Zeilinger: Er hat viel gewarnt vor einigen Dingen, die für uns als Menschheit gefährlich werden könnten. Das eine war der Klimawandel, das andere war die Entwicklung von Viren, die wir nicht mehr beherrschen können. Das letzte war dann ein plötzlicher Atomkrieg. Wenn ein Atomkrieg ausbricht, kann er urplötzlich entstehen, binnen Minuten, ohne dass die Beteiligten wissen, was sie tun. Er war auch der Meinung, dass es mit Sicherheit anderes intelligentes Leben im Universum gibt, aber er meinte, wir sollen mit ihnen auf keinen Fall Kontakt aufnehmen, denn dann würde es uns vielleicht so gehen, wie den Ureinwohnern in Nordamerika, als die Europäer kamen.

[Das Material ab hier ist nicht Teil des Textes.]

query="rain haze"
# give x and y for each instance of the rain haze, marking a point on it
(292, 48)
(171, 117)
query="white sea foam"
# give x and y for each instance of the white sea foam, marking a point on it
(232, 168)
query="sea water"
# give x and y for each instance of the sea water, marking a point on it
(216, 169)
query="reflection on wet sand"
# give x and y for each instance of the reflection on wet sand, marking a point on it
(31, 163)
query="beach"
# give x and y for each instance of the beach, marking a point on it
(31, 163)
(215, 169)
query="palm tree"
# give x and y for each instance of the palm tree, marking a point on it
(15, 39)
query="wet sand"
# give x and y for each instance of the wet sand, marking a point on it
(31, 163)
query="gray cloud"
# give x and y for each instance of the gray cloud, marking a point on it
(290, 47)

Ö1-Mittagsjournal: Wenn man sein Leben, seine Arbeit betrachtet, ist es trotz der wissenschaftlichen Erkenntnisse vielleicht seine größte Leistung, wie er mit seiner Krankheit umgegangen ist: arbeiten, forschen und aus dem Leben das Maximum herausholen.

Zeilinger: Es ist eine unglaubliche Leistung, dass er das so geschafft hat und jeden Schritt offenbar bewusst geplant hat. Denn seine Erkrankung ist ja immer schlechter geworden. Am Anfang konnte er die Dinge noch mit dem Finger steuern, später nur mehr mit einem Augenzwinkern. Das ist absolut zu bewundern, wie er das gemeistert hat und bis zum letzten Moment von der Wissenschaft begeistert war.

Das Gespräch führte Christian Williwald, Ö1-Journale.